During the early stages of last year's Republican presidential race, most right-leaning elites opposed Donald Trump's bid. As an immigrant and a billionaire, 21st Century Fox founder Rupert Murdoch was definitely among them, critiquing Trump multiple times on Twitter, including one remark in July of 2015 asking when the eventual GOP nominee would "stop embarrassing his friends, let alone the whole country?" Reportedly, Murdoch even directed his Fox News employees to go hard after Trump in the first Republican presidential debate.
After it became clear that Trump was better-positioned than his rivals to win the nomination, Murdoch reversed course and began backing the New York billionaire's nomination. Murdoch's flip-flop was notable since several major Republican donors, such as Charles and David Koch, declined to back Trump even after he had become the party's standard-bearer.
It's now become clear that Murdoch's early backing and subsequent refashioning of Fox News into a pro-Trump operation has begun to pay off for him.
Under the new president, the Federal Communications Commission, the agency charged with regulating television and radio broadcasting signals, has decided to change some government rules which limited television station ownership.

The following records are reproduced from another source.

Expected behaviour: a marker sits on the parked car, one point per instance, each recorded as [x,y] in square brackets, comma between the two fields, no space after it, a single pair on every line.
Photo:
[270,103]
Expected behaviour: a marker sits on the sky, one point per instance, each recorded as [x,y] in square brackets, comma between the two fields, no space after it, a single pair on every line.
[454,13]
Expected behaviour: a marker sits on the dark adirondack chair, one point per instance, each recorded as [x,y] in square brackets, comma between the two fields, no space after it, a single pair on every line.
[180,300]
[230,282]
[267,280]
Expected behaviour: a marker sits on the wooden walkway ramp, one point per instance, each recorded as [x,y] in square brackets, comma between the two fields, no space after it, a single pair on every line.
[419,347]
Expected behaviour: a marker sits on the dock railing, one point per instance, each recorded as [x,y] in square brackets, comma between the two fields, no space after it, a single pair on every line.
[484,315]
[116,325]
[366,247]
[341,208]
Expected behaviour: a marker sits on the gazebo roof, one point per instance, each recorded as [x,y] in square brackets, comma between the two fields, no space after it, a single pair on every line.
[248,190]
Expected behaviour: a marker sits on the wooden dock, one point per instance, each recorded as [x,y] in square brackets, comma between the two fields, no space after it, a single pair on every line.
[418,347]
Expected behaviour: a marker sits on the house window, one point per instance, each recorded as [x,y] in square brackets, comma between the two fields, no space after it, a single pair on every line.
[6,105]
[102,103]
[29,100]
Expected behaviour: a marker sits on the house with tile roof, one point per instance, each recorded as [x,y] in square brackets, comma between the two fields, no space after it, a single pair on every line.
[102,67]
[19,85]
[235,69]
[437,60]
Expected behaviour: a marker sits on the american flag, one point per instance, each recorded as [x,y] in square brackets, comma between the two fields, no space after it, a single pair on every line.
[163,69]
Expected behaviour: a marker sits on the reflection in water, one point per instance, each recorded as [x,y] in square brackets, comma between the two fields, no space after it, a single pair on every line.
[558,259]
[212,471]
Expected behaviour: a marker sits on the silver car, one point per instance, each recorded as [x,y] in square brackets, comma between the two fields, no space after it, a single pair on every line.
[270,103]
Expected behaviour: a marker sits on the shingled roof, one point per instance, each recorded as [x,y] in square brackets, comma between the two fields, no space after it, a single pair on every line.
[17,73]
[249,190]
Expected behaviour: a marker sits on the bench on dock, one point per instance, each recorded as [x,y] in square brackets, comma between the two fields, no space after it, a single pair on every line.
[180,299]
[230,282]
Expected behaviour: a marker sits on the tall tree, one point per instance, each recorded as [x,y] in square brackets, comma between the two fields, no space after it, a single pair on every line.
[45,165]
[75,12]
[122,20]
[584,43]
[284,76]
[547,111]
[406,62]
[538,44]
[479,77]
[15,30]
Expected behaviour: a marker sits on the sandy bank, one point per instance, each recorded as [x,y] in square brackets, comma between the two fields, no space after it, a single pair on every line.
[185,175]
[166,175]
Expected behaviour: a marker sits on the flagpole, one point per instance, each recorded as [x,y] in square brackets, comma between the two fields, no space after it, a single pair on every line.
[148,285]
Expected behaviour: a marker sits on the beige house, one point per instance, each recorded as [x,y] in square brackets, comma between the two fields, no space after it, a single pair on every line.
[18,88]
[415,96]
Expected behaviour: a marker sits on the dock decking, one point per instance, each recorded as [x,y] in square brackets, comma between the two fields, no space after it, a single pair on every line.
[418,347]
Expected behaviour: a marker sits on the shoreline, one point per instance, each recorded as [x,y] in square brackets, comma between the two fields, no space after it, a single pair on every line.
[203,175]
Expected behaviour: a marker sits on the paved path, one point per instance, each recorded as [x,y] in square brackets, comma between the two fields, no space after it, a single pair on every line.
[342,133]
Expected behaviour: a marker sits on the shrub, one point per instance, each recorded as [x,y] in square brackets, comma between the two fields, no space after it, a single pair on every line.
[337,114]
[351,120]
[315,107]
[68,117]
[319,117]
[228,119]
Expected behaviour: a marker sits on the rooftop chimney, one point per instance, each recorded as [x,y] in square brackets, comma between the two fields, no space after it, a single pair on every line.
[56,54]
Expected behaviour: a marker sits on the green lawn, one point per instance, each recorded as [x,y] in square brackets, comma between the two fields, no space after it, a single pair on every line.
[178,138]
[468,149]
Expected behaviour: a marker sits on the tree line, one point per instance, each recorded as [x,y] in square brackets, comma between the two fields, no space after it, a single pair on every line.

In September of last year, on a 3-2 partisan vote, the FCC ruled that it was going to eliminate the so-called "UHF discount" which had previously allowed stations broadcast on higher frequencies to count for half of a station against the number of channels a media company could own. On April 20, the Trump FCC reversed that earlier decision.
With the path cleared for further station consolidation, on Sunday, word leaked out that Murdoch's 21st Century Fox company is partnering up with the investment bank Blackstone to make a purchase bid for Tribune Media, a television behemoth that owns 42 local broadcasters and has stakes in several cable channels, including WGN and the Food Network.
The Fox-Blackstone effort is said to be a defensive maneuver against Sinclair Broadcasting — another right-leaning television company, with 173 stations — which has been rumored to be trying to acquire Tribune as well.
Tribune Media was formed in 2014 after its parent, the Tribune Company, split off its newspaper business into Tribune Publishing. Those publications would not be part of any acquisition of Tribune Media.